すでに答えを知っているような軽さの声だった。
「本当だったわ。ガットは逃げた」
「……」
「複数の協力者がいるらしいわ。でも、うちひとりしか身元が掴めていない」
クリスは淡々と、自分に言い聞かせるように言葉を続けた。
「“通信機”のせいで、今頃“蒼殻”中がこの話題で持ち切りね。そして、グリプはゼノラの商人にも太いパイプを持っている。彼も別のルートで、この情報の信憑性をつかんだら、ジャックへ伝えてしまうでしょう」
「だろうなァ」
フジの口元が、愉快そうに吊り上がる。
机の上に組んだ傷の多い指先を見つめるクリスが、その笑みを見ることはなかった。
「時間のウフ適性については?」
「……誓約書を破って、死神の適性反転を受けている。
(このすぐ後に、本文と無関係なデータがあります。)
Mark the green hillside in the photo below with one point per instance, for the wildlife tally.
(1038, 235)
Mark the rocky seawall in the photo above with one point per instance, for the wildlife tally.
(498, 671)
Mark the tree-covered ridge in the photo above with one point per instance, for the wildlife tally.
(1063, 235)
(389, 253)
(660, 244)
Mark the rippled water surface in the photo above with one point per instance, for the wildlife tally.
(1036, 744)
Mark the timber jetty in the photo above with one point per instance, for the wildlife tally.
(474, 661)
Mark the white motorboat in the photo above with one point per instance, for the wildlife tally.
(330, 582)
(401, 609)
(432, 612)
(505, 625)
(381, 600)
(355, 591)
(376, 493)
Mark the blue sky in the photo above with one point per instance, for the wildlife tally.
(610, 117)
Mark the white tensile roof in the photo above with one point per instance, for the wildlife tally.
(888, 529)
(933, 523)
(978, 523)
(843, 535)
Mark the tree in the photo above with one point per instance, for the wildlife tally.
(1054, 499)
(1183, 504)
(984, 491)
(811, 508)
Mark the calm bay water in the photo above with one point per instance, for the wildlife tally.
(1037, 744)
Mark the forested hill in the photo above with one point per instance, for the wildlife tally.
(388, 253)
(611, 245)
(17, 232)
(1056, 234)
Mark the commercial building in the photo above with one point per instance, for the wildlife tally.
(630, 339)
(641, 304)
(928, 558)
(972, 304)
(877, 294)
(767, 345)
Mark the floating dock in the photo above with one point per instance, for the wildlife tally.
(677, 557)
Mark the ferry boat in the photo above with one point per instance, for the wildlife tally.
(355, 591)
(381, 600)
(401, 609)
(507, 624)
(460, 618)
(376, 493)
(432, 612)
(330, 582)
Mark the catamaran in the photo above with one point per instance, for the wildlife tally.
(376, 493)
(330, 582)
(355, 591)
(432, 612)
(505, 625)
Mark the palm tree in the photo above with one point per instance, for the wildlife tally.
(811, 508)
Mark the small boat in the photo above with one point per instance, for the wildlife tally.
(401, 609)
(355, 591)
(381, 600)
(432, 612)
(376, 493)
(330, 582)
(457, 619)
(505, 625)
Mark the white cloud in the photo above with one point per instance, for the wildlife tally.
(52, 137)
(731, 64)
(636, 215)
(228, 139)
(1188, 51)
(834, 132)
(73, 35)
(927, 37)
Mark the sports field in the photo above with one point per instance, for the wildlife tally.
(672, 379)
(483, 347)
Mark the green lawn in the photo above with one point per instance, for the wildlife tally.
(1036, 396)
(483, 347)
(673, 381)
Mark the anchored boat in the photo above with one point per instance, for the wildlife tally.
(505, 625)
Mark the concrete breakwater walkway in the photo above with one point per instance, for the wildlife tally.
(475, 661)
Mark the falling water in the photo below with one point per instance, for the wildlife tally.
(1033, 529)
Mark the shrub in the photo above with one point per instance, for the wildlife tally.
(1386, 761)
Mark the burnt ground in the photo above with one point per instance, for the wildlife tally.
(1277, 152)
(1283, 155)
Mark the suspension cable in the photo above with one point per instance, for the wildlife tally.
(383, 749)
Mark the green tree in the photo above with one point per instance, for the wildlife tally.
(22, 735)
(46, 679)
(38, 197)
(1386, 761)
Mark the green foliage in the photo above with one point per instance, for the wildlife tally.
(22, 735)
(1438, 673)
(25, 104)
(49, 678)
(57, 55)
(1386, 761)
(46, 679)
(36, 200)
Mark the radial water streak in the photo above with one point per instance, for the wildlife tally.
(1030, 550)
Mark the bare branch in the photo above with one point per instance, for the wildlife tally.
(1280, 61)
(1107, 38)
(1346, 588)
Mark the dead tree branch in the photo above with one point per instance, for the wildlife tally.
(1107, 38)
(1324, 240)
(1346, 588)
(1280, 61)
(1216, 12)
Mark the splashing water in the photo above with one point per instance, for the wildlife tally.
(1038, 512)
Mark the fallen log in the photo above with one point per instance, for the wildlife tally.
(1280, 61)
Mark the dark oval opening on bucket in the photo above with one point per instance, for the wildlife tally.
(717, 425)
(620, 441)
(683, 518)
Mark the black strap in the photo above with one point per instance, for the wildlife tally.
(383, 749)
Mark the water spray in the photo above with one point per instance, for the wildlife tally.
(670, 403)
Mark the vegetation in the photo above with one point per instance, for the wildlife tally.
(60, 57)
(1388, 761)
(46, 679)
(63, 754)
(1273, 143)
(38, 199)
もう彼に“時間”は扱えない」
「なら、どうする?」
戦争を防ぐための道を探すのか。
言語外に問われたそれに、クリスが返すことはなかった。
あの“星”を失速させるための選択肢リストが、頭の中を素早く走る。
たとえ死神に適性を奪われたのだとしても……
ガットがジャックの最大の枷だったことは変わらない。
このまま“飼い殺し”にできればと願っていた。戦争にならなければいいと。
けれどこの先の道は、最初から“審問”しか用意されていない。
二十年も前から用意してきた。
“この日”が訪れないことを、全ての天使が祈りながらも──
たったひとりを殺すための、準備を粛々と。
「……これで、ようやく“点火”だなァ」
フジの声が背にかかる。
クリスは立ち上がり、窓越しに空を見下ろした。
あの空の向こうに、彼がいる。
──ジャック。
あの男が、もしこの報を耳にすれば、きっと“立たずにはいられない”。
再び、自分勝手な“誇り”を掲げて、この世界に火を灯す。
たったひとりの命のために。
「……三日後、ソルファリウムにて“審問”を行うわ」
強く、強く拳を握った。
爪が掌に食い込んで、痛みが思考を締める。
「その場に、彼を立たせなさい。最後の問いの場よ。選ぶのは、彼自身」
「……」
「“正義”と“誇り”、“社会”と“個”、“平和”と“自由”……どちらがこの天の秩序に値するか──示してもらう」
彼女は知らない。
今、まさにこの時、ジャックもまたネクを通して声を上げたことに。
フジは、満足げに笑った。
「了解しました」
フジは部屋を出ていく。
クリスは扉が閉まる音を聞きながら、小さく息を吐いて、目を細めた。
「──裁きではない。証明よ」
──なのに。
そのはずなのに、胸の奥に、微かなざらつきが残った。
理屈では説明できない。
彼の言葉は、正しく、筋が通っている。
それでも──
まるで、こちらの秩序そのものを、静かに踏み越えられたような感覚が消えなかった。
だから、彼が沈黙している時間に、私たちは正義を研ぎ澄ませてきた。
それを、ついに、執行する時がきてしまったのね。
「“正義”が、まだこの世界に通じるものかどうかを」
もし通じないなら……その時こそ──
この空は堕ちてしまうでしょうね。